# All Aussie Raid On Nürburgring In Audi R8 LMS



## [email protected] (Apr 9, 2004)

[source: Audi Australia]
Following their successful debut with Audi motorsport at this year’s Bathurst 12 Hour, Australian drivers Craig Lowndes and Warren Luff have been invited to take on the famous Nürburgring-Nordschleife track in the same Audi R8 they shared in February.

The dynamic duo finished as one-second behind runners up behind Audi’s other R8 LMS entrant in this year’s Audi-dominated Bathurst endurance race, and are now looking for a strong result in Germany.

The Aussie drivers will be supported by the Audi Race Experience team and will compete in the fourth round of the German VNL endurance championship. They will form a rare “Down Under” pairing to attack the four-hour race on the incredibly testing 23 kilometre, 73-corner track in the Eifel Mountains, with a view to returning to contest the Nürburgring 24 Hour race in 2012.

Not only will the legendary circuit provide a unique test to the highly experienced Aussie pair but it will be a role reversal from their last outing in the R8 LMS, which saw them passing on their knowledge of the Bathurst circuit to their German teammates.

The close second placing of Lowndes and Luff, together with local privateer Mark Eddy, at Bathurst and the successive fastest laps set by the pair-was obviously enough to impress the Audi Race Experience Team Manager Manfred Janke; a man who can count seven Le Mans victories amongst his achievements.

Luff has driven at the iconic Nürburgring-Nordschleife track previously, but Lowndes will have his first experience the circuit, with expert guidance, in a street version of the Audi R8 on May 25. The pair will then have only a two hour familiarisation session in the R8 LMS race car before the Saturday morning qualifier and noon start for the four hour race.

The well drilled Audi race experience team of 15 will be supporting the Aussie attack, with the traditional Audi factory team standard of detail and focus, as they battle with up to 40 cars in their class for ultimate honours.

Commenting on the opportunity an excited Craig Lowndes said “I am delighted Audi has invited me back to race the R8 LMS again”.

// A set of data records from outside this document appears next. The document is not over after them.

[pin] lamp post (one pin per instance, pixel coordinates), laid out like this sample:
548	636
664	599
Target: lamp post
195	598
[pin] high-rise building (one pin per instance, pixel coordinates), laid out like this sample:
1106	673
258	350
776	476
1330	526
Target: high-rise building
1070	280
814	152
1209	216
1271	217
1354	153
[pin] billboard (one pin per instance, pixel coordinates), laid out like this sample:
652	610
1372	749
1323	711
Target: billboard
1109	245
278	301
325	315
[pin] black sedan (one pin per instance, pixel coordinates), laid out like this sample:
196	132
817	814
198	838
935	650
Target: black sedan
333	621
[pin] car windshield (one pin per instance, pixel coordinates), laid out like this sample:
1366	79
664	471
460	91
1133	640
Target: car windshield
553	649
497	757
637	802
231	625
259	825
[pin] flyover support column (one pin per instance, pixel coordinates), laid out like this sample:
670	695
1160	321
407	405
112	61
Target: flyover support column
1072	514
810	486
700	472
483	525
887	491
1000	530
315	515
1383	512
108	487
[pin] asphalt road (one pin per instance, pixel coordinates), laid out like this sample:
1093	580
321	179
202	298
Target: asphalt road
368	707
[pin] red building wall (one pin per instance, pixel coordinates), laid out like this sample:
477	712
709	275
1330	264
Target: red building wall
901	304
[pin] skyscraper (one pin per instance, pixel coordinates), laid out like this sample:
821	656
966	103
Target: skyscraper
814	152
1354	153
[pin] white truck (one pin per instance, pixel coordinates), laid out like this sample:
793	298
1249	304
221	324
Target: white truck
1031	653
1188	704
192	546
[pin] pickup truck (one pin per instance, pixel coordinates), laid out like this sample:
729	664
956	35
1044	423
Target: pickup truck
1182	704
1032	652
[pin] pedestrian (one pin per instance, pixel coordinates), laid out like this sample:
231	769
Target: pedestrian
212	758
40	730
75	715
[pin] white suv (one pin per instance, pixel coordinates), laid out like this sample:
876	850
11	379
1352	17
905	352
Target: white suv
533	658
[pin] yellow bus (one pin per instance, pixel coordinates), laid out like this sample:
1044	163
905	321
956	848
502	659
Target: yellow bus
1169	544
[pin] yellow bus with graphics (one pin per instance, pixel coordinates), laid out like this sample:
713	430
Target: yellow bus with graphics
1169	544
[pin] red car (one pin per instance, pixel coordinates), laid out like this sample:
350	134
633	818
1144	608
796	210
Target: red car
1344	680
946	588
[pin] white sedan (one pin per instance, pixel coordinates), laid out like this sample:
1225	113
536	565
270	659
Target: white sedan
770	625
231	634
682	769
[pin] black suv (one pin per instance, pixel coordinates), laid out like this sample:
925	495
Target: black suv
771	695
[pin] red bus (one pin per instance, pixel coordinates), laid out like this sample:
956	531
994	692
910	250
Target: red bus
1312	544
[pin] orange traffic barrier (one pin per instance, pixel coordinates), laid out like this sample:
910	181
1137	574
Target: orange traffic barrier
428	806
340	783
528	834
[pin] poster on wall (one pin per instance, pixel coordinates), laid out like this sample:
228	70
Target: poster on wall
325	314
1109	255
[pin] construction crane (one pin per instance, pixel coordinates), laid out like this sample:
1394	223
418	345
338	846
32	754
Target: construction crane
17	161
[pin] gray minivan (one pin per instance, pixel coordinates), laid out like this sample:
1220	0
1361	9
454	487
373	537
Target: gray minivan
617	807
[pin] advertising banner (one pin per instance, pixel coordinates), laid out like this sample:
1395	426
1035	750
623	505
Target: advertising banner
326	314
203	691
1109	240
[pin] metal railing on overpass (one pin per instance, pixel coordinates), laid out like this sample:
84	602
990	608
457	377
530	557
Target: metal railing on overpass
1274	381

“The Nürburgring is going to be a tremendous challenge, it’s probably the toughest track to learn anywhere in the world but what a track! To race a car like the Audi R8 at Nürburgring will be a fantastic experience.” Warren Luff mirrored Lowndes’ enthusiasm, “After we achieved such an outstanding result at the Bathurst 12 Hour and Audi proved such an incredible team to work with, I’m really looking forward to this new challenge and opportunity at Nürburgring.”

The May 28 race at Nürburgring is part of the Audi race experience team calendar of five endurance races, four of which are part of the German multi-class VLN series and the other being the annual highlight of the Nürburgring 24 Hours, this year to be held on June 24 to 26.


----------



## 400hpsrt4 (Mar 19, 2011)

Hot ****! Im goin to that!  only 2 hrs away from me


----------